La vida enseña a lidiar a uno con sus
tristezas.
Cuando nació mi primera tristeza lo
que hice fue cuidarla, sobreprotegerla y arroparla. Luego seguí
pariendo tristezas nuevas, pero crecían y tenían un temperamento
arrogante, demandante y desconsiderado. Peleaban todo el tiempo con
aquellas otras emociones menos beligerantes, como las alegrías, las
pasiones, los amores y las broncas... Y lo peor de todo, nunca se
independizaban, se quedaban siempre conmigo.

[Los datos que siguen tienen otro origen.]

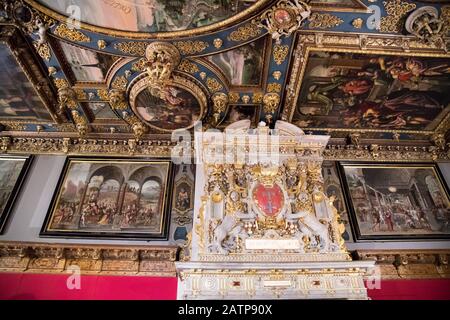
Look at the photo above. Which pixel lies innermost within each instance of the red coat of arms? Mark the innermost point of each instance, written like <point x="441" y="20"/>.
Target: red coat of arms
<point x="270" y="200"/>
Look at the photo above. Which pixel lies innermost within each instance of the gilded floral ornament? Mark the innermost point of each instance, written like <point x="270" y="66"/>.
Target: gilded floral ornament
<point x="213" y="85"/>
<point x="117" y="99"/>
<point x="274" y="87"/>
<point x="425" y="24"/>
<point x="191" y="47"/>
<point x="257" y="97"/>
<point x="271" y="102"/>
<point x="161" y="60"/>
<point x="80" y="123"/>
<point x="103" y="94"/>
<point x="43" y="49"/>
<point x="245" y="32"/>
<point x="134" y="48"/>
<point x="324" y="21"/>
<point x="284" y="18"/>
<point x="120" y="83"/>
<point x="358" y="23"/>
<point x="280" y="53"/>
<point x="67" y="33"/>
<point x="396" y="10"/>
<point x="234" y="97"/>
<point x="220" y="103"/>
<point x="188" y="66"/>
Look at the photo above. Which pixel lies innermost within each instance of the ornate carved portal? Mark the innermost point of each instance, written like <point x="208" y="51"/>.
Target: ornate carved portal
<point x="263" y="227"/>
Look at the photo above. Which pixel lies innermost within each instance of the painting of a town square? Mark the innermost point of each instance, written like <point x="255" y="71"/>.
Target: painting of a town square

Y un día entre tantos una de mis
tristezas se tomó demasiadas atribuciones y me tomó de mis solapas.
Yo la miré con sorpresa y por unos instantes no supe que hacer.
Realmente me había tomado tan desprevenido que quedé como congelado
ante semejante circunstancia.
Por suerte reaccioné y le di una gran
bofetada. Ella se retiró avergonzada.
Hoy mis tristezas tienen el cuidado que
se merecen pero ya no las sobreprotejo como antes. El tiempo y la
experiencia de algunos años hace que uno las trate con más sentido
común. Ellas crecen respetuosas, bastante dignas, hasta con cierta
elegancia. Y ya no se quedan... Un día simplemente se van... Felices.